まず、今回の事例を「徴用工」と指すことがそもそも正しくない。国家総動員法に基づく朝鮮半島での戦時労働動員については、①1939~41年は民間企業による「募集」、②1942~44年9月は、朝鮮総督府による「官斡旋」、③1944年9月~1945年3月は国民徴収令による「徴用」である。

今回の韓国最高裁の事例は①について下されたものであるが、これは民間企業の「募集」に応じたものであり、厳密な意味での「徴用」ではない。異論や議論があることも承知しているが、しかし、これは日本政府の見解でもある。

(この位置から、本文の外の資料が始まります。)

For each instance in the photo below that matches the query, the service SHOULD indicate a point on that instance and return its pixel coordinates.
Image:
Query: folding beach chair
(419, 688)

このいわゆる「徴用工」判決に対し、日本は戦後何度も韓国と対話し、経済援助を行う代わりに、韓国は本問題について賠償請求しない、と約束したものだ。加えて日本は韓国に残した「資産」を放棄したので、「資産を取り返せ」「韓国に経済制裁をせよ」「対韓国への禁輸を」…といった意見が出てきている。なかには「韓国と断交せよ」との強硬な声も聞こえてくるほどだ。

確かに、最近の韓国の「傍若無人ぶり」は目に余る。日本の自衛艦旗が掲げた「旭日旗」に言いがかりをつけ、海上自衛隊の護衛艦に国際観艦式(10月10~14日)での掲揚自粛を求めてきたのもそのひとつだし、10月22日には、韓国の国会議員らが日本固有の領土である島根県・竹島に「不法上陸」した。

慰安婦問題についても、日本政府が日韓合意に基づき10億円を拠出し、韓国で設立された「和解・癒やし財団」に対して、韓国側が解散方針を伝えたといわれている。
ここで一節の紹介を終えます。